Inflation pressures are showing more signs of easing, but consumers still look reluctant to spend to any extent.
A slew of Stats NZ data showed food prices rose 0.2 percent in August on July, but the annual rate eased to 0.4 percent.
Higher prices for eating out, takeaways, and groceries were the main drivers behind the annual gain of 3.6 percent, while fruit and vegetable prices fell 12.2 percent .
Among groceries olive oil, butter and chocolate were notable price rises.
“The average price of a 250g block of chocolate has increased 20 percent since this time last year,” consumer prices manager James Mitchell said.
World olive oil supplies and prices have been affected by bad weather in Europe, while chocolate prices have surged on the back of disease, drought, and reduced supplies.
However, transport costs fell in August with petrol pump prices falling further and airfares also cheaper, while rents continued to edge higher.
The items cover just under half of the consumer price index and suggest inflation is slowing further.
ASB senior economist Mark Smith said the partial numbers pointed to inflation of 0.3 percent for the month.
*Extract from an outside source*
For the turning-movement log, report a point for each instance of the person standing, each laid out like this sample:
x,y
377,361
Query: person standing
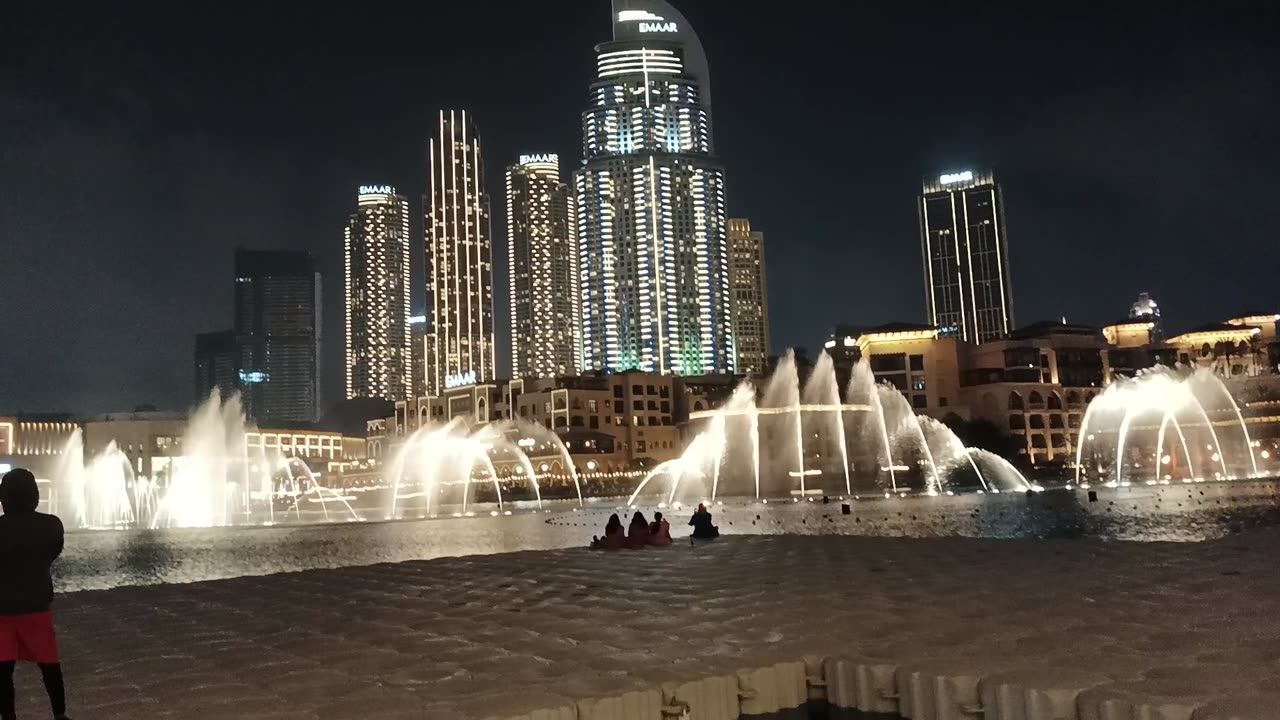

“The moderating annual inflation impulse increases our confidence that annual CPI inflation will fall below 2.5 percent in the third quarter.”
He expected the Reserve Bank to continue cutting the official cash rate, by 25 basis points in its next two meetings, to 4.75 percent.
“Actual OCR moves will be heavily conditional on the inflation, labour market and wider economic outlook,” Smith said.
Cautious consumers
But other Stats NZ data showed tepid consumer activity, despite the first rise in retail sales using electronic cards in seven months.
Sales rose 0.2 percent for the month, but were still 2.9 percent lower than a year ago.
Spending on durable goods, such as furniture and electronics, fuel, and clothing increased, but hospitality and vehicle related sales were lower.
Westpac senior economist Satish Ranchhod said the rise was modest given tax cuts had come into effect.
“We expected that tax cuts would support a larger rise in spending. However, New Zealand households are yet to throw their wallets open.”
He said high living costs and interest rates continued to be headwinds and it would take some time before recent falls in interest rates filtered through to households.
“At the same time, the softening labour market means many households are still cautious about their spending.”